Both sets of warriors stood there with their weapons holstered and bodies braced in somewhat similar versions of Parade Rest. A good score or more of what had to be V’Dan staff and hangar personnel stood behind them, save for two figures in bright reflective clothes waving lightsticks to the ship’s right. Ground crew was ground crew, it seemed, regardless of which world one occupied.
The view of those vehicles and personnel out the portside windows shifted; murmuring more to himself than into his headset, Robert lifted them off the elevator pad. He glided the ship to the right and simultaneously turned it to the left, spinning slowly enough that when they landed, the nose of their ship pointed straight at the lift pad and the cluster of transports far beyond. As soon as they touched down, the lead Marine gestured; the other five snapped to Attention, turned, and moved toward the ship. The V’Dan followed suit, their red boots crossing the concrete floor in unison; the V’Dan hangar workers trailed cautiously behind.
Jackie ch
ecked the freshly painted V’Dan numbers on the columns surrounding them. “Hangar 3 Control, the Embassy 1 has landed. Thank you for guiding us in. We look forward to the arrival of the rest of our fleet. Embassy 1 is shutting down . . . now.”
“Acknowledged, Embassy 1. We hand control of your ship over to the ground crew in North 5.”
Robert and Brad finished shutting off the engines. “And that’s that,” the Texas-born Asian murmured, reaching up overhead to tap switches, shutting off the heads-up display overlaid on the forward-facing windows. “Welcome to V’Dan.”
“I think that should be my line,” Li’eth quipped. “As you say, welcome to V’Dan.”
“Brad, would you go coordinate with the ground crews on fueling procedures?” Robert asked his copilot. “I can finish up in the cockpit.”
“I’ll get started on showing the others which cupboards and lockers to open,” Lars offered, meaning the soldiers and staff tucked into jumpseats in the other cabins of the ship. Some they would know they could touch because those contained their personal belongings. Others were split between supplies that had to be kept on board and supplies that were meant to be off-loaded and carted to their new home.
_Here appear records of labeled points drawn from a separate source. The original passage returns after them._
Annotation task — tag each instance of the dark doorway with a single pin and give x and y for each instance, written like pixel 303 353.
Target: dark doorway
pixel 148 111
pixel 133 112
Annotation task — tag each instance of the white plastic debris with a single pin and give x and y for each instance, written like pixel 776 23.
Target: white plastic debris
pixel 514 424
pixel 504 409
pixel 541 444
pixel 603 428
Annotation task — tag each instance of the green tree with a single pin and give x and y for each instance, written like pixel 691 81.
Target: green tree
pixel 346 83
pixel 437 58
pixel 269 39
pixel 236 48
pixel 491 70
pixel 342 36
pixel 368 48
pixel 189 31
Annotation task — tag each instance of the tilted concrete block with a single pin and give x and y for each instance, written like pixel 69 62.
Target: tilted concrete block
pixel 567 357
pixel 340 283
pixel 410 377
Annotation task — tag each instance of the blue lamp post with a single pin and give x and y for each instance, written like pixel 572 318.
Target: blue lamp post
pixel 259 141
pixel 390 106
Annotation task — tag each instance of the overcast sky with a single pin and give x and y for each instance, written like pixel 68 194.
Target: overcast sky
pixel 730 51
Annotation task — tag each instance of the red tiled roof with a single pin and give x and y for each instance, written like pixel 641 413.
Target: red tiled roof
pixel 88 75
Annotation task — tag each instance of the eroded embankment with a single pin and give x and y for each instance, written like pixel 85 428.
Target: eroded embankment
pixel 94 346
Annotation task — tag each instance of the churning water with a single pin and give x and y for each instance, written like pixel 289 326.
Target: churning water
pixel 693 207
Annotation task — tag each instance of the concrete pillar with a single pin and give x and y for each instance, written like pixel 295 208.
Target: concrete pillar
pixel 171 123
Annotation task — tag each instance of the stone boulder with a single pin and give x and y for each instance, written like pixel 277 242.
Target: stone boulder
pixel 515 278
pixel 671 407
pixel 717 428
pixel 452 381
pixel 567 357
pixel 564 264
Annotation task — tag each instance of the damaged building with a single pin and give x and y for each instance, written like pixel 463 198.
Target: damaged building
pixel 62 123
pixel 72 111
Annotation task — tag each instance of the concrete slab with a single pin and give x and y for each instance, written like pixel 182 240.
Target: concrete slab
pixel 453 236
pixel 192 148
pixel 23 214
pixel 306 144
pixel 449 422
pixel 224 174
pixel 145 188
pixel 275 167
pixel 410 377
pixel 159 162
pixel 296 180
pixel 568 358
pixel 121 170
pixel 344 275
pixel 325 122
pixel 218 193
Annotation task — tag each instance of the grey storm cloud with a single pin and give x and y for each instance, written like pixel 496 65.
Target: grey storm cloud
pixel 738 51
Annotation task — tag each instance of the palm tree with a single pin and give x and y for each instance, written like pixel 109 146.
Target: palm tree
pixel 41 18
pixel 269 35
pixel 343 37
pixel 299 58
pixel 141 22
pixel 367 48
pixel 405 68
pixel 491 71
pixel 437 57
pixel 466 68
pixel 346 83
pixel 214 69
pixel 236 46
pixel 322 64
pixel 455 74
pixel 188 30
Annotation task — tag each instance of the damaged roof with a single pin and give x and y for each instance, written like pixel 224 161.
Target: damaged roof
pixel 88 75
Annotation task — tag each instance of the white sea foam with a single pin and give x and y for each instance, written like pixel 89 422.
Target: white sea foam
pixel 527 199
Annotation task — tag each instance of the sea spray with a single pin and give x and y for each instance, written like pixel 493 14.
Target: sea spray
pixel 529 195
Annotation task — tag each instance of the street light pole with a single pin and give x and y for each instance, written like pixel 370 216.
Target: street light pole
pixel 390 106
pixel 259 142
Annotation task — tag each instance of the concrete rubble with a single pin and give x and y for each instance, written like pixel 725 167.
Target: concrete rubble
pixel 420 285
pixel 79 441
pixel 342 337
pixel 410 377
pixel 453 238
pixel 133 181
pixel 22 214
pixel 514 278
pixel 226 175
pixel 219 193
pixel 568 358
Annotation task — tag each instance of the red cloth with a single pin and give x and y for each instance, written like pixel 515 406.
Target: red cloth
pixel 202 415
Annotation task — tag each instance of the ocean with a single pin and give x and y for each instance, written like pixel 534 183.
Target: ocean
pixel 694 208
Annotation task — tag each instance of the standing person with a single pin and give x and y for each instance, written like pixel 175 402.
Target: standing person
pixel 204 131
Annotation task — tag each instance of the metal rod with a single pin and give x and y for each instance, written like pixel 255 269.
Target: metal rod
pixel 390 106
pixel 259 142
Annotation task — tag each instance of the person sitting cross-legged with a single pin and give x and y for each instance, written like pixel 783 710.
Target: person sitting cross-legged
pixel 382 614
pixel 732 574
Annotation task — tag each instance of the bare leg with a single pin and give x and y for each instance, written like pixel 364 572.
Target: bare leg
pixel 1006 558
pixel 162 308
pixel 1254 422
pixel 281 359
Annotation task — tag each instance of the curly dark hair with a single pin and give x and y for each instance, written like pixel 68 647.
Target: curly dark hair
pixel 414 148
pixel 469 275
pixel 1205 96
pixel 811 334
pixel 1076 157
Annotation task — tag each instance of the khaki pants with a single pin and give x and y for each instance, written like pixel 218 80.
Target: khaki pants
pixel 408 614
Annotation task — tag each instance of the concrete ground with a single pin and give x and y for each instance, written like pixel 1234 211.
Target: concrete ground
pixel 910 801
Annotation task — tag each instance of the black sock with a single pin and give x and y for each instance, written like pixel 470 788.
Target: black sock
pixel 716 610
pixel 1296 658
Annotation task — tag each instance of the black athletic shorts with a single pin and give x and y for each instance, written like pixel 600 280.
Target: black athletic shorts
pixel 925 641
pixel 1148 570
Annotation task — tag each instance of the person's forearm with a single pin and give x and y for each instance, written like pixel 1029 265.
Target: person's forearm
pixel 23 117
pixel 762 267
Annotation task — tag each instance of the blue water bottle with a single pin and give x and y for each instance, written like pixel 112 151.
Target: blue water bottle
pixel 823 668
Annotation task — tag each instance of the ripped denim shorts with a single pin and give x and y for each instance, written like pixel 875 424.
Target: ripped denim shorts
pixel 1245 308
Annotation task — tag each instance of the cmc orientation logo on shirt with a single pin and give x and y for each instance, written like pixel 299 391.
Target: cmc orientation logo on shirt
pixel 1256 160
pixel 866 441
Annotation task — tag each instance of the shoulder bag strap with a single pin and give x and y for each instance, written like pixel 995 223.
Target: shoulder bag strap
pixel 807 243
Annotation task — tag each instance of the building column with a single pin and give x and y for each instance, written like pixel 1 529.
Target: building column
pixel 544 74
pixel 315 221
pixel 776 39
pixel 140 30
“I’ll go greet Captain al-Fulan and his troops,” Jackie said. Li’eth unlatched his harness at the same time as she did, but they both waited for Lars to get out of the way since he was first out of his seat.
Brad rose to follow them, muttering half to himself. “Join the Space Force. Be an experimental vessel pilot. Meet friendly new aliens, and convince them, yet again, that we just need water for fuel, not liquid toxins . . . I hope these guys—these meioas,” he corrected dryly, “will actually believe me when I say all we want is a garden hose.”
“I reinforced your request when I heard the Dusk Army’s fueling crews complaining about it,” Li’eth told him. “You won’t have to jury-rig a funnel from the watering line to your tanks.”